Cater to your investment needs: It helps an investor select from a large universe of mutual investment baskets based on his life stage and appetite for risk. For example, an individual at 30 years of age has some objectives like wealth creation, while an individual at 60 years of age has some other objectives like regular income and investment safety. Mutual funds have designed investment products to cater to and manage such needs according to scheme objectives. 

No large investment compulsion: Mutual funds allow an investor to make an investment, even if they have Rs 500 to invest. This advantage proves to be attractive for investors. 

Equity Investing

The right time for investing in equities was yesterday; it is today, and it is going to be tomorrow as well. Many data points prove that equity investment is the best asset class for long-term investment. It stands out among all asset classes regarding outperformance relative to other assets in the long run.
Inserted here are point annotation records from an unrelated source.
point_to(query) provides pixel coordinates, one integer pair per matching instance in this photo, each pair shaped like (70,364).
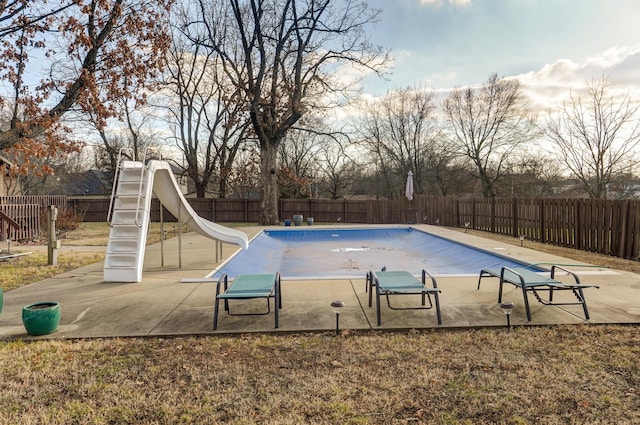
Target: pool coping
(163,305)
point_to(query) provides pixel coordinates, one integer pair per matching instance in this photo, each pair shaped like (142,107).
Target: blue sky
(548,44)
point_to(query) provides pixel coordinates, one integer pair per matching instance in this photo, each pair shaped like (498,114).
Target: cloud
(439,3)
(554,83)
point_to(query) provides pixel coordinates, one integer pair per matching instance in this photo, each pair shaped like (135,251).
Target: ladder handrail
(115,182)
(142,170)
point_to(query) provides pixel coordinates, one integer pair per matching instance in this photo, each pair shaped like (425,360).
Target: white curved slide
(131,216)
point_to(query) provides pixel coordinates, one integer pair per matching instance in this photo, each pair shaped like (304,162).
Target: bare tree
(284,55)
(399,131)
(487,125)
(88,46)
(207,114)
(597,138)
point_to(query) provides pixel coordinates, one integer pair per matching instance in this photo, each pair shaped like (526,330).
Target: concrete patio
(162,305)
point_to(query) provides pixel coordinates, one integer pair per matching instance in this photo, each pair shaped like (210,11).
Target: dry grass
(534,375)
(32,268)
(552,375)
(97,234)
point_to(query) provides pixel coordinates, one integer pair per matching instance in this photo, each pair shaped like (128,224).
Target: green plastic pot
(41,318)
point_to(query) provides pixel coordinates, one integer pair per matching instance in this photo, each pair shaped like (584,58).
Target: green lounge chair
(246,287)
(389,283)
(530,281)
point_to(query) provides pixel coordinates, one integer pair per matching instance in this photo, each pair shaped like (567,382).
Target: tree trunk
(200,190)
(269,179)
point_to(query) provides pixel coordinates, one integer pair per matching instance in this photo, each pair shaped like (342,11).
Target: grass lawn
(581,374)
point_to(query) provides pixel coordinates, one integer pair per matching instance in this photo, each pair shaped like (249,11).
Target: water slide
(131,216)
(166,189)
Therefore, it is always the right time for long-term investment in equities. 

However, it is recommended for an investor not to track long-term investments daily as it encourages deviating from long-term investment goals if there is any sudden short-term gain. 

If one wants to track the progress daily, then an investor can look at the Net Asset Value (NAV) of a particular scheme on the website of the Association of Mutual Funds in India (AMFI) or fund house.

You May Also Like

Save Your Tax By Claiming Medical Expenditure Under Section 80D

The current financial year is near to end on 31st March. You…

Senior Citizens: PMVVY or SCSS investment scheme, which one is best?

Due to a fall in the interest rates offered on fixed deposits…

Know All About Moonlighting in India

The term ‘Moonlighting’ has become popular nowadays. Companies are framing strict policies…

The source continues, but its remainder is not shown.